The decor is almost anachronistic. The flex poster of the Ajanta apsara in defiant contrast to the pop colours of the cafe. But there is something strangely comforting about India’s first post office cafe. Siuli, the parcel cafe, housed in the spectacular General Post Office of Kolkata, doesn’t need much to charm its patrons. It’s a success simply because it exists. Outside, the cobbled streets of Kolkata’s made-for-instagram-reels Dalhousie Square is buzzing with activity. This was once the white town of British Calcutta, where us natives had restricted access.
Who wouldn’t want to sit here, sipping coffee, pretending to study an important spreadsheet while actually watching viral reels on Instagram?
“It is important for us that people come to the post office. Which is why we thought a place dedicated to parcel-booking, packaging, gift–packing, booking for same–day delivery in selected locations and also have a café there, so that the younger generation feels like coming to the post office,” says Niraj Kumar, Postmaster-General of Kolkata Region.
Indeed, Siuli the parcel cafe, has a well-appointed panel counter that customers can make use of which also houses a gift and curio shop. “We have everything from philately (stamp collecting) albums to silver trinkets. We also sell packaged Ganga water from Gangotri here. They sell like hot cakes,” says an attendant of the cafe named Kumar.
Interestingly, all the furniture used in the cafe have been repurposed. “We repainted old tables and chairs for the cafe,” informs Kumar.
So, an old sorting table with attached shelves from the 1850s finds a pride-place in the cafe. It is paired with a high chair where the sorter would sit while dividing the letters into zones. Old spears used by runners are mounted on the walls. During the British era, dad runners would deliver letters. The runners would literally run from town to town, village-to-village carrying bags full of letters and parcels. “Since they also carried coin bags with them and valuables, they would often be targeted by thugs and robbers.
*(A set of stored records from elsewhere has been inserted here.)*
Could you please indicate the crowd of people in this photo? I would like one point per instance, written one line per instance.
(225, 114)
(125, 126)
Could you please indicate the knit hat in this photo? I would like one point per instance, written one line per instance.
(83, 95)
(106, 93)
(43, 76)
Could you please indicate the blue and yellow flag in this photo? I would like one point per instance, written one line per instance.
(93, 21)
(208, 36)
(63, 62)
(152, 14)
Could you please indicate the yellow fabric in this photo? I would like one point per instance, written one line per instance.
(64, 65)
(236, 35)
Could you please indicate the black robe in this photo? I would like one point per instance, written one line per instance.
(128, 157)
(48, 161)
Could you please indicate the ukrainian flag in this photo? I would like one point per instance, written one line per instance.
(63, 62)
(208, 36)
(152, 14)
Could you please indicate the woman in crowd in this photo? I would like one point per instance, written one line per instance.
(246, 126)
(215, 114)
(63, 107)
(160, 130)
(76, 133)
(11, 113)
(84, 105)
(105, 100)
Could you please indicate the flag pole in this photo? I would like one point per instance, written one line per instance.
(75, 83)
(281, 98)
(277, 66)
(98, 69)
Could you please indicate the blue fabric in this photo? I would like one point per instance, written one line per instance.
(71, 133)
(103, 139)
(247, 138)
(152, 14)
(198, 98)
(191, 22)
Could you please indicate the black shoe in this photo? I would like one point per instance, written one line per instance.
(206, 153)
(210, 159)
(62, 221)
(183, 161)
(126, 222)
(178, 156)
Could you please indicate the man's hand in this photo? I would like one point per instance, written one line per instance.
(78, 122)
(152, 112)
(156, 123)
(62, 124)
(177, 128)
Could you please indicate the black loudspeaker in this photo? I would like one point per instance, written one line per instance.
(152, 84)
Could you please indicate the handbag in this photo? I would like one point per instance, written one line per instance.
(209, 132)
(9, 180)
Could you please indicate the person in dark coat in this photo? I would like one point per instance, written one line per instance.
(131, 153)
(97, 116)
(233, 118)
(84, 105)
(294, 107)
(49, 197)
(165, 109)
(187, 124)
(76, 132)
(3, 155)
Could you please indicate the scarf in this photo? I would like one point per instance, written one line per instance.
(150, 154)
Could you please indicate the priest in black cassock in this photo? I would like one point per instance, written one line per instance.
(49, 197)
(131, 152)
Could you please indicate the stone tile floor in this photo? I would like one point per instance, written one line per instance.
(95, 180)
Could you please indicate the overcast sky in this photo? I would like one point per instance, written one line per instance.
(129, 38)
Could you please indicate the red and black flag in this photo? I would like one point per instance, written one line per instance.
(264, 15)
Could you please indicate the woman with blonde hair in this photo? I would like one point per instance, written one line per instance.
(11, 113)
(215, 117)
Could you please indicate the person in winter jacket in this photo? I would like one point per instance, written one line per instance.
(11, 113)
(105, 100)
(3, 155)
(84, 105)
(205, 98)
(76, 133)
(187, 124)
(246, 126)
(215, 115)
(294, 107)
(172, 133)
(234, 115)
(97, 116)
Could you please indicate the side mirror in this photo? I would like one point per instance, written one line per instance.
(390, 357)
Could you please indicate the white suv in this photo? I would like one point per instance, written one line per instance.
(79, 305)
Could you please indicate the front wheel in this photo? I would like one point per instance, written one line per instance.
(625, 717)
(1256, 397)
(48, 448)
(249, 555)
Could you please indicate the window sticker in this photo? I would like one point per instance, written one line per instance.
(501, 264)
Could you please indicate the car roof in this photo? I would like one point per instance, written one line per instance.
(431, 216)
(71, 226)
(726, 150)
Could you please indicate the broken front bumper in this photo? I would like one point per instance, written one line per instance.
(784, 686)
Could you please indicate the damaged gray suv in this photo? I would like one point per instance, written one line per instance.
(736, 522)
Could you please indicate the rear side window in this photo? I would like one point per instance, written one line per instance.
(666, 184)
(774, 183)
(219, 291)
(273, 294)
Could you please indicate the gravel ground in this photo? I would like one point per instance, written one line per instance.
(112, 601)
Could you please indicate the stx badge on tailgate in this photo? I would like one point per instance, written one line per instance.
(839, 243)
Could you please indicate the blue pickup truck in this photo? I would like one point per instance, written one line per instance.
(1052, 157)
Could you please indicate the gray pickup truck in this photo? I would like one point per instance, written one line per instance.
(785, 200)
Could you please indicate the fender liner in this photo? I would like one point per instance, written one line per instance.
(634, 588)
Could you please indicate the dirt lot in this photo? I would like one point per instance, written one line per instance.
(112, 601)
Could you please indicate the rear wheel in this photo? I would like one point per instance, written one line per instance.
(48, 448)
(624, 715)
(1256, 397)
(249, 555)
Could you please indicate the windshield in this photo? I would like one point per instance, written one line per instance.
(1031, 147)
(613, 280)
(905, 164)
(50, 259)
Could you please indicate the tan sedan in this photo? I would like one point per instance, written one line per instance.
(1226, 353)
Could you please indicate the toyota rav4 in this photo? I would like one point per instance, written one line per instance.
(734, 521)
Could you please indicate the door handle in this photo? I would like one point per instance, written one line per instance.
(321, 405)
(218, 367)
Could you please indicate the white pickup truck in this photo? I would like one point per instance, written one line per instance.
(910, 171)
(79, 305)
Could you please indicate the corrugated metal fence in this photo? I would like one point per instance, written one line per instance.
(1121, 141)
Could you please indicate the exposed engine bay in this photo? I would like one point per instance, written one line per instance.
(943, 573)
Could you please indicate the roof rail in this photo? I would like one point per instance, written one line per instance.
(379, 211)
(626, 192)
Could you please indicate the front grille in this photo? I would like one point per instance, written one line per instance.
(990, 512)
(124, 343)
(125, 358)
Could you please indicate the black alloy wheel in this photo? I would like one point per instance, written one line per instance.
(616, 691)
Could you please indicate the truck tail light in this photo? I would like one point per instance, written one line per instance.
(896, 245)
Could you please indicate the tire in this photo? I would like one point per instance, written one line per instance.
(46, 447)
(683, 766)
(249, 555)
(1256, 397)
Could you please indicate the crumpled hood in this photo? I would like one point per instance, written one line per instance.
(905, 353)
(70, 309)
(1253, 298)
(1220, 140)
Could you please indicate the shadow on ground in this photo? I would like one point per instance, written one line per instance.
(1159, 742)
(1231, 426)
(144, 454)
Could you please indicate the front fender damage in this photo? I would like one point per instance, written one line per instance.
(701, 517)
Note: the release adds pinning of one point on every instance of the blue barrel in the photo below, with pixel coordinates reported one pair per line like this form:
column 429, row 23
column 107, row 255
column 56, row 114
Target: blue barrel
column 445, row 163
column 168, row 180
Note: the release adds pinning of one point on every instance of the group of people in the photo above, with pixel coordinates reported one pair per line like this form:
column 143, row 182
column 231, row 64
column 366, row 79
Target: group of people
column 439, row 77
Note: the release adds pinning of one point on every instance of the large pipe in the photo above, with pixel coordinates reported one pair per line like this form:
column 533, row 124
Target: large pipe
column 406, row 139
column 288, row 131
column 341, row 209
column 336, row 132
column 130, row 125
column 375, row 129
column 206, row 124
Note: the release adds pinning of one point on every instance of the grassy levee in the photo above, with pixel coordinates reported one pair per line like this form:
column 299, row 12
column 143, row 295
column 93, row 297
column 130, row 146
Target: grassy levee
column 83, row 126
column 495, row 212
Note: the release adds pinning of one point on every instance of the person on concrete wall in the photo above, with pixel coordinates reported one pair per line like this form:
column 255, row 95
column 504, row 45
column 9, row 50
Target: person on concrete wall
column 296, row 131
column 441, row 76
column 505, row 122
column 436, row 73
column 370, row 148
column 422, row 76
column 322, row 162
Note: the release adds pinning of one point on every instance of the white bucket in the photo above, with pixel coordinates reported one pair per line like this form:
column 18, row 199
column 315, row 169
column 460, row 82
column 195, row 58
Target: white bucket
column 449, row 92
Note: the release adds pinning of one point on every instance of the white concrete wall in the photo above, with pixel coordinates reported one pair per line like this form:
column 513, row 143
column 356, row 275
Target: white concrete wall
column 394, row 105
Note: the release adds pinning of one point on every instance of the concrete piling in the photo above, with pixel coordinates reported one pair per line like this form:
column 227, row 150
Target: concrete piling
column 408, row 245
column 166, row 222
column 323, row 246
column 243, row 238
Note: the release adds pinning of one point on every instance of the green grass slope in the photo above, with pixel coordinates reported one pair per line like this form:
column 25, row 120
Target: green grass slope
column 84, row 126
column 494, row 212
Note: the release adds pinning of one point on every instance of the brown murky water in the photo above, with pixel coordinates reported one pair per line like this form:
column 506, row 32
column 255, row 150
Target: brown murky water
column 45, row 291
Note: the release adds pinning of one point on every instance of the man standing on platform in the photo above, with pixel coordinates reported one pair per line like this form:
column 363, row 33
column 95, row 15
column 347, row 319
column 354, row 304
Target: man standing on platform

That’s why they would carry these spears to protect themselves,” says an attendant of the cafe.
According to the India Post official website, India has the largest postal network in the world with 154,965 Post Offices (as on 31.03.2017) of which 139,067 are in the rural areas. On an average, a post office serves an area of 21.56 Sq. Km and population of 7753 people. However, even the annual report of the India Post shows that there has been a decline in the mail volume in the past few years.
Is this cafe one of the ways forward? “If India Post has to maintain its hold in not only the market but also in conversation, in people’s mindscapes, then something more has to be done — that’s why this café,” says Kumar.
Will there be more such cafes around the country? “This cafe is like a roadmap. We will have to see how it fares,” sums up Kumar.